One difficulty I had following this anime was the dark way in which it was produced. The artwork is all dark from the very beginning. It’s hard to see things onscreen (or T.V.) and I felt like I was missing things that were quite important in the first few episodes. Looking back on it now, maybe you are supposed to view the anime through this lens as if you are in the dark, just like the characters. For the anime does begin to brighten as it progresses. Maybe that was the intention. Either way, this anime was truly dark, visually and psychologically. The implications that lay just beyond the plot gave it the weight of the foreboding apocalypse of the world, a comment on our own and the theorized one presented in Ergo Proxy. The way in which these images are presented is a whole other story. The combined animated mediums bring together a visual experience unlike most anime I’ve seen. This gives it that sci-fi feeling that the show really goes for, and I quite enjoyed the ride.

There were a few, although not many, notable good voice acting performances in this dubbed anime. (I might watch it subbed for fun later.) Most notably was Liam O’Brien as Vincent Law. His voice really stood out to me in a way that’s hard to describe. It was as if O’Brien knew the anguish that Vincent Law was facing in not knowing who he is and what his purpose is. Travis Willingham does a great job as Iggy, Rei-l’s AutoReiv and friend. (Loose term.) As funny

Confusing and good. Thank you Dameon Clarke.

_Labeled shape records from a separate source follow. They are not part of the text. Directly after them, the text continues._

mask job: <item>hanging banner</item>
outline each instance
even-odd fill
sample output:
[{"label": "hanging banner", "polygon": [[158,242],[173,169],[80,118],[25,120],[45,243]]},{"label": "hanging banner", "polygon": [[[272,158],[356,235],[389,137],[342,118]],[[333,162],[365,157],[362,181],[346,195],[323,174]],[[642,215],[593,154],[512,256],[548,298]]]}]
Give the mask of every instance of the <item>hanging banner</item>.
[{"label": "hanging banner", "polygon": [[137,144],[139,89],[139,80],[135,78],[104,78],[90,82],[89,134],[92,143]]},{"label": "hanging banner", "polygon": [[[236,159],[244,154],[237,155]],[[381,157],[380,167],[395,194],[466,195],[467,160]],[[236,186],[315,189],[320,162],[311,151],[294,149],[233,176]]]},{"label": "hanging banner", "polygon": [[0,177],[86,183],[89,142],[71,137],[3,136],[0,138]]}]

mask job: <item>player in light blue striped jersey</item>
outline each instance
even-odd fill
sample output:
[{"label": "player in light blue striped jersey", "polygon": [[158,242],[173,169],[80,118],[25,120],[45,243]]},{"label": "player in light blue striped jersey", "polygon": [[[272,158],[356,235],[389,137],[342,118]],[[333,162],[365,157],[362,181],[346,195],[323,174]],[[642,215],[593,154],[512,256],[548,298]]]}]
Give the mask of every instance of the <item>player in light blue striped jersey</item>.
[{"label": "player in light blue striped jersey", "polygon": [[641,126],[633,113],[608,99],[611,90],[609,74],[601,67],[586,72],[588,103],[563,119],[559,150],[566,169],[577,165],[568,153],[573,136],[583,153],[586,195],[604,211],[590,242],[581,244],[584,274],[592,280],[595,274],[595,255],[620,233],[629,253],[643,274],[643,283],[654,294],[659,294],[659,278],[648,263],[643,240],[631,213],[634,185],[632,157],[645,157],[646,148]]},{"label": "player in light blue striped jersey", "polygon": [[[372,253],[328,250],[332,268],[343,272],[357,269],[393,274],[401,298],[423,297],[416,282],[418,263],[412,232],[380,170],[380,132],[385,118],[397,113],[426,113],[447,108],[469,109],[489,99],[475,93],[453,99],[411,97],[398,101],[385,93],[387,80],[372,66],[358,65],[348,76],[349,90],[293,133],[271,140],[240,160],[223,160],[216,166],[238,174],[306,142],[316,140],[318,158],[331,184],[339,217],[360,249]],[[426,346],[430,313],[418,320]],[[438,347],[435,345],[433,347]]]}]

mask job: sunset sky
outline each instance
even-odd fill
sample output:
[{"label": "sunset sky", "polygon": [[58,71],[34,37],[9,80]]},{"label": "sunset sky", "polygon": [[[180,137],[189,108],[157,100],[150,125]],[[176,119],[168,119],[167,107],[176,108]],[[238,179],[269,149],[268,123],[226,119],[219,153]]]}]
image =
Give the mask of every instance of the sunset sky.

as he is for a n android with little/no emotions, he brings life to a character that comes to realization that his purpose is flawed. Some of the best episodes come when Iggy comes to terms with that. Bravo, Travis Willingham. Patrick Seitz is amazing as Raul Creed, my favorite character in the anime. This Security Bureau head is a character of duty and conflict that comes because of that duty. He is always being pressured by the Regent and feels he has no breathing room. But when he lets all that go, then Patrick Seitz’s voice really shines through (best episodes towards the end). Another two voices that I’d just like to commend in passing are Troy Baker (my boy) and Dameon Clarke as two of the Proxies in the show (I won’t be specific, might ruin it). These elegant voice actors really bring a menacing element to the table in the way they present their characters, and they really flesh out the plot and bring to light just what Vincent Law is. Really amazing work.

Besides all this, you really have to watch  the anime for yourself. If you’re a fan of dark, twisted, suspenseful anime, this is indeed for you. But make sure you’re willing to commit to a re-watch and thorough analysis. This may just existentially blow your mind. 8.8 out of 10.